At the height of Iam's reign, Tympania was divided into eight provinces, each of them (with the exception of Ventria) ruled by a military governor and possessed of a certain degree of administrative autonomy. Iam built the city of Evasendia in Tyr to serve as his administrative capital. He himself took up residence in the citadel of Pandrell, leaving Vestra in the hands of his mother Isdanor, and Quintillica under the control of the defeated Varus, who was now bound utterly to Iam's will and served as little more than Iam's magical puppet.

Much to the disappointment of Isdanor, who had hoped that her son would bring about the reinstatement of the Theocracy, Iam proved once in power to have completely different ambitions.
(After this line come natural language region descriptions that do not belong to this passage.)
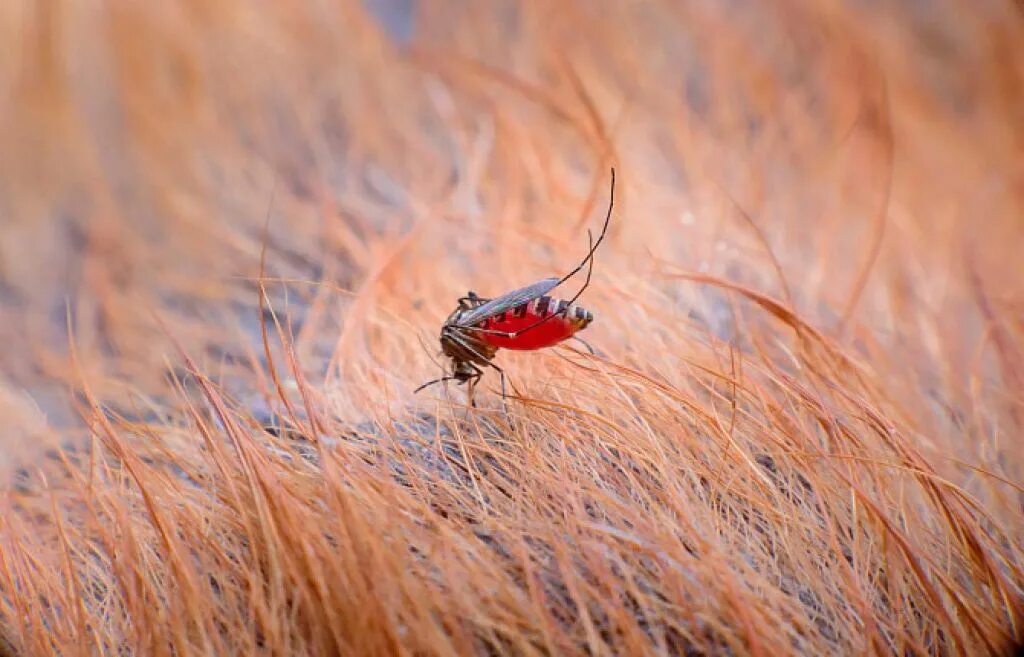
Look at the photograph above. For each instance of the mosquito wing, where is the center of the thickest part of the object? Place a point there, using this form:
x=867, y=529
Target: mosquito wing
x=511, y=300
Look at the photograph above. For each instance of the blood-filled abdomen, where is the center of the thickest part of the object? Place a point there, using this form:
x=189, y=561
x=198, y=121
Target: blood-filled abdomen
x=567, y=320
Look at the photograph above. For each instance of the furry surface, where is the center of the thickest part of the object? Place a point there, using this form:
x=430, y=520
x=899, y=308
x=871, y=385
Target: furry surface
x=801, y=433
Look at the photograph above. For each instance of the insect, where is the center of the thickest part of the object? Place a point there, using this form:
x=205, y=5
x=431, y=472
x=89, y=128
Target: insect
x=522, y=319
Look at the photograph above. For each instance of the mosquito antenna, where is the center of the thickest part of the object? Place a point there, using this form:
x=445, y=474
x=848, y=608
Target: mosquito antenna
x=588, y=259
x=435, y=381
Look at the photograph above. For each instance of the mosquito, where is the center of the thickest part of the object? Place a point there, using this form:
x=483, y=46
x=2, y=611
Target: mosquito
x=523, y=319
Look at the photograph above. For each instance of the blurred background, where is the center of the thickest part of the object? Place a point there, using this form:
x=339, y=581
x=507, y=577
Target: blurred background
x=859, y=164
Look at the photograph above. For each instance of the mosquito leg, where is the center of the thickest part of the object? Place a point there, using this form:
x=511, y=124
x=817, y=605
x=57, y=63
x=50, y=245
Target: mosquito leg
x=471, y=389
x=505, y=405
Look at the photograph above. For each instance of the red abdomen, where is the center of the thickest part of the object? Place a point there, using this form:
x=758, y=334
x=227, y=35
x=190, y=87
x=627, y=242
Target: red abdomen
x=566, y=322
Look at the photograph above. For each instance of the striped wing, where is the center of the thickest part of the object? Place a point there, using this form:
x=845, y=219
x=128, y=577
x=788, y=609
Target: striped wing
x=505, y=302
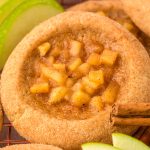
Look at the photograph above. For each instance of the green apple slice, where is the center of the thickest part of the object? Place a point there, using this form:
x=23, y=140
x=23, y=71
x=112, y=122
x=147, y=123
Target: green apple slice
x=126, y=142
x=6, y=6
x=98, y=146
x=22, y=19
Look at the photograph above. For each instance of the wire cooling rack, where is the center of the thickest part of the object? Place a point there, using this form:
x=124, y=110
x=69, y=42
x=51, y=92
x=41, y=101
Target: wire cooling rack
x=9, y=135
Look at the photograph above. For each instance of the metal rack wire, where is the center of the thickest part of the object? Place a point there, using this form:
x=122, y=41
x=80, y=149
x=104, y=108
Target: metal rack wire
x=9, y=135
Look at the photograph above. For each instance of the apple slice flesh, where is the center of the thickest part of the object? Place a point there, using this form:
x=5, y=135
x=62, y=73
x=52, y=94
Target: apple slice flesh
x=6, y=6
x=98, y=146
x=125, y=142
x=21, y=21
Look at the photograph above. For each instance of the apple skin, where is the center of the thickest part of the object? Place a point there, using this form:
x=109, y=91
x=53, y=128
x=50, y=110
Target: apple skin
x=21, y=21
x=2, y=2
x=7, y=7
x=98, y=146
x=126, y=142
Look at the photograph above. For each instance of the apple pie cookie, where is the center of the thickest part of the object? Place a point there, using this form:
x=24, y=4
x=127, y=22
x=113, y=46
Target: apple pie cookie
x=122, y=13
x=61, y=80
x=30, y=147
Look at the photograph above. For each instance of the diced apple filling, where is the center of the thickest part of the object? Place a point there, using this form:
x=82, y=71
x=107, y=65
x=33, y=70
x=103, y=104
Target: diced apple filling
x=57, y=95
x=77, y=80
x=55, y=52
x=69, y=82
x=89, y=86
x=44, y=48
x=97, y=76
x=96, y=103
x=79, y=98
x=128, y=26
x=110, y=94
x=77, y=86
x=75, y=64
x=40, y=88
x=58, y=77
x=109, y=57
x=101, y=13
x=84, y=68
x=76, y=48
x=51, y=59
x=59, y=66
x=94, y=59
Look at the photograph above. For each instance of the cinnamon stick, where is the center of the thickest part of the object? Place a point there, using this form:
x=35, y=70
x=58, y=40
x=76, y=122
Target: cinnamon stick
x=135, y=114
x=131, y=109
x=131, y=121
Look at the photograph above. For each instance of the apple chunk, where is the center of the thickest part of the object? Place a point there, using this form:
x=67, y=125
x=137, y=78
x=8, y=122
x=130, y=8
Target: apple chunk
x=21, y=20
x=98, y=146
x=125, y=142
x=2, y=2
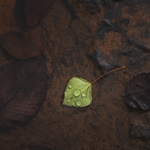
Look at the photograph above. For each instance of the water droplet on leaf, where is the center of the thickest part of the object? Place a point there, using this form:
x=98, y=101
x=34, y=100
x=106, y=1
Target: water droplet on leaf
x=78, y=103
x=83, y=94
x=70, y=86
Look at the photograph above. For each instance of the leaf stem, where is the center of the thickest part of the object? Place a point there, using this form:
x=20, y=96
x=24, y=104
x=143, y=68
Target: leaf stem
x=107, y=74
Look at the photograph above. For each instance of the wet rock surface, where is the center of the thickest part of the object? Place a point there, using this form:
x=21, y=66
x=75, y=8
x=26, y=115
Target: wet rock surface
x=107, y=123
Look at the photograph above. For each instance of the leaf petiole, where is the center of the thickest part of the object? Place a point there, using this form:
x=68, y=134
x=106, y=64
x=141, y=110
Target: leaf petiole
x=107, y=74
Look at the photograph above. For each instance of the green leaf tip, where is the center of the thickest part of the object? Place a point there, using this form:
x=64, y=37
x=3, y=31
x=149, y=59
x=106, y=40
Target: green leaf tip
x=78, y=93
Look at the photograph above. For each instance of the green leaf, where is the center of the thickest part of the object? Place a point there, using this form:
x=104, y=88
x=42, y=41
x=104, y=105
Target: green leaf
x=78, y=93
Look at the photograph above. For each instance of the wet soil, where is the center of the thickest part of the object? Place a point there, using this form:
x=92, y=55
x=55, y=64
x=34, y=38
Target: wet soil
x=71, y=32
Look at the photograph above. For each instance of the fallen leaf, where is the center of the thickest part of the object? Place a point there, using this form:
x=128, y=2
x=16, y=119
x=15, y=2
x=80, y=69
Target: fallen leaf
x=138, y=92
x=23, y=87
x=21, y=45
x=78, y=92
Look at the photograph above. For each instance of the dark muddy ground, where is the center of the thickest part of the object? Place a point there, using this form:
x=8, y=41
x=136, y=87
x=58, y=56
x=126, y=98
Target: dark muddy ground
x=71, y=32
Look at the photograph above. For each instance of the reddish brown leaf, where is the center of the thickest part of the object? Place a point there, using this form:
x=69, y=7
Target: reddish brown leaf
x=35, y=11
x=138, y=92
x=20, y=45
x=22, y=90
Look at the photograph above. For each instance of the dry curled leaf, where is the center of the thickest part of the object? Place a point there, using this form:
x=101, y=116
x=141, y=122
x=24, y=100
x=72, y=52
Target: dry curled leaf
x=138, y=92
x=21, y=45
x=23, y=87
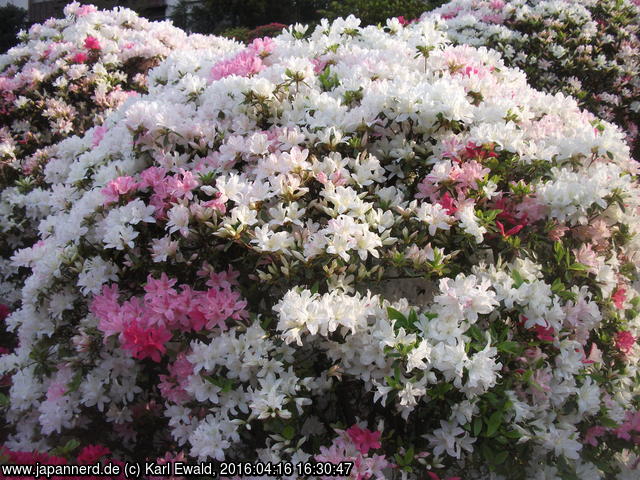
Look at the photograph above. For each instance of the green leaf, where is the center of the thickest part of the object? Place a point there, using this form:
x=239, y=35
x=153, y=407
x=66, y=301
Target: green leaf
x=494, y=422
x=501, y=457
x=477, y=426
x=288, y=432
x=394, y=314
x=607, y=422
x=510, y=347
x=476, y=334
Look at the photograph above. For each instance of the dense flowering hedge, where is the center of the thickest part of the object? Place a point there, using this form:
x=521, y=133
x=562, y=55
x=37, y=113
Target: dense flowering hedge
x=352, y=244
x=68, y=73
x=587, y=49
x=63, y=78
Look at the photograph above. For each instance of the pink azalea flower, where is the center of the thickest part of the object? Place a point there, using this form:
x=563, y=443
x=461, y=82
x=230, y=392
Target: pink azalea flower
x=85, y=10
x=618, y=297
x=447, y=203
x=546, y=334
x=117, y=187
x=591, y=437
x=79, y=57
x=624, y=341
x=146, y=342
x=98, y=135
x=262, y=46
x=364, y=439
x=92, y=453
x=91, y=43
x=243, y=64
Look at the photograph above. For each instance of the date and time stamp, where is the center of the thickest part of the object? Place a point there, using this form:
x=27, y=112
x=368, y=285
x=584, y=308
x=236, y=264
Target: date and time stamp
x=209, y=470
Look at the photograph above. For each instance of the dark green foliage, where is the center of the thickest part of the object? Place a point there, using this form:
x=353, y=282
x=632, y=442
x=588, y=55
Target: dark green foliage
x=372, y=12
x=217, y=16
x=12, y=20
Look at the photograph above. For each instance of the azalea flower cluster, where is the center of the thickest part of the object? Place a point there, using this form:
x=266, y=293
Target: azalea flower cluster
x=62, y=79
x=586, y=49
x=68, y=73
x=339, y=244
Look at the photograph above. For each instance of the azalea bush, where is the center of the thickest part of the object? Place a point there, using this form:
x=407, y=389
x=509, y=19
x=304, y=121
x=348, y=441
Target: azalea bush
x=64, y=77
x=586, y=49
x=66, y=74
x=343, y=244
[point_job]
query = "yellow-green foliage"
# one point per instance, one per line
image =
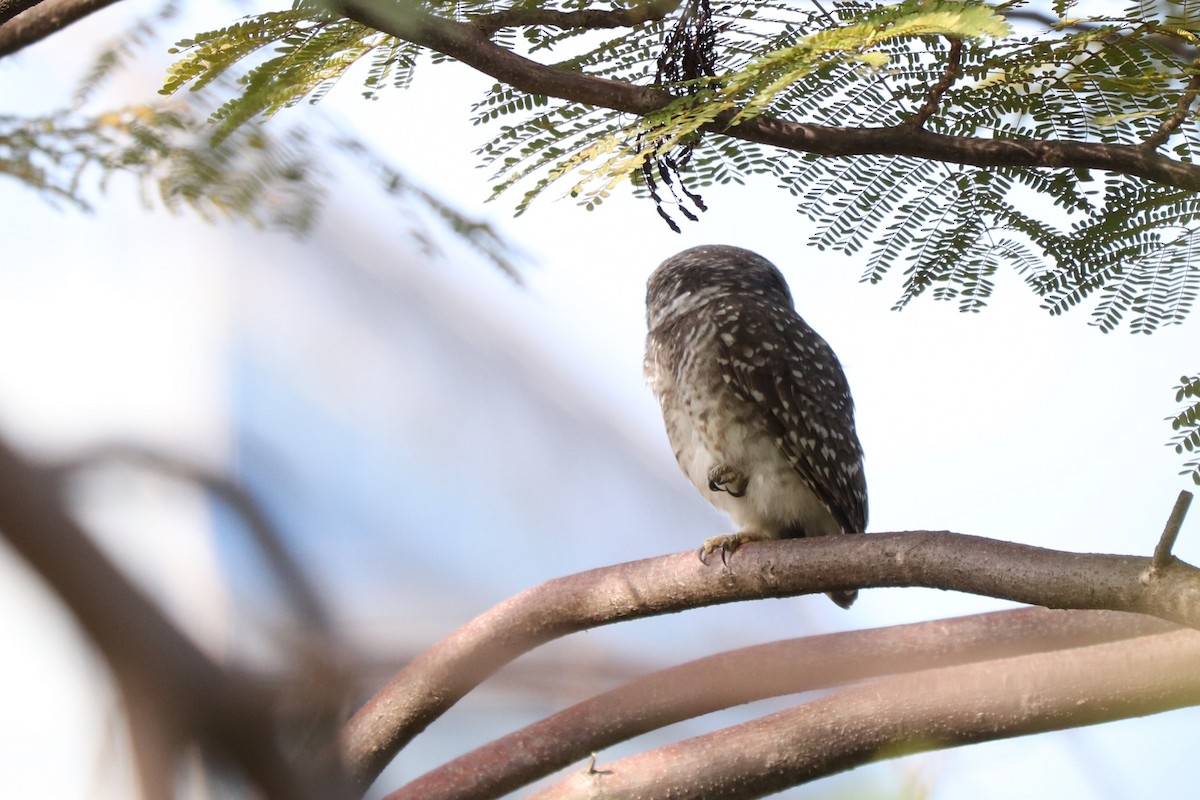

He refused to claim the title of Priest King, calling himself instead the "First Speaker of the Cholaeic Council, Protector of the Tympanian People," and he did not permit any of his underlings to adopt Theocratic titles. Although he instituted a watered-down form of Tyrulean spirit worship as his state religion, Iam never curtailed Tympanian religious freedom, allowing even the worship of Love and Reason in his lands. He was particularly hostile to the idea of allowing himself or any of his subordinates to be worshipped: he absolutely forbade it, and when this caused friction with the few remaining Vestran Stewards in 58, Iam executed the lot of them and repopulated the Council with non-theocratic followers. In the year 72, his differences with his mother had grown so serious that he was forced to have her imprisoned.

If Iam's rule was not theocratic, however, it was certainly a vicious despotism. His regional governors were notorious for corruption and license, and the atrocities committed against the citizenry by Iam's underlings were nearly as commonplace in the Tympanian home provinces as they were in the occupied puppet-states of Ulderlinden and Chalycidice. The Tympanian government was suspicious of any dissent; the slightest hint of sedition was grounds for execution, and informers were everywhere. Even Tympania's religious toleration was not quite as it seemed: while religious worship was permitted, political movements were outlawed, and Iam's judiciary was adept at seeing political undertones in nearly any expression of religious devotion Those who rose to power in Iam's Tympania were invariably devious, cruel, treacherous and greedy, and they ruled by fear alone.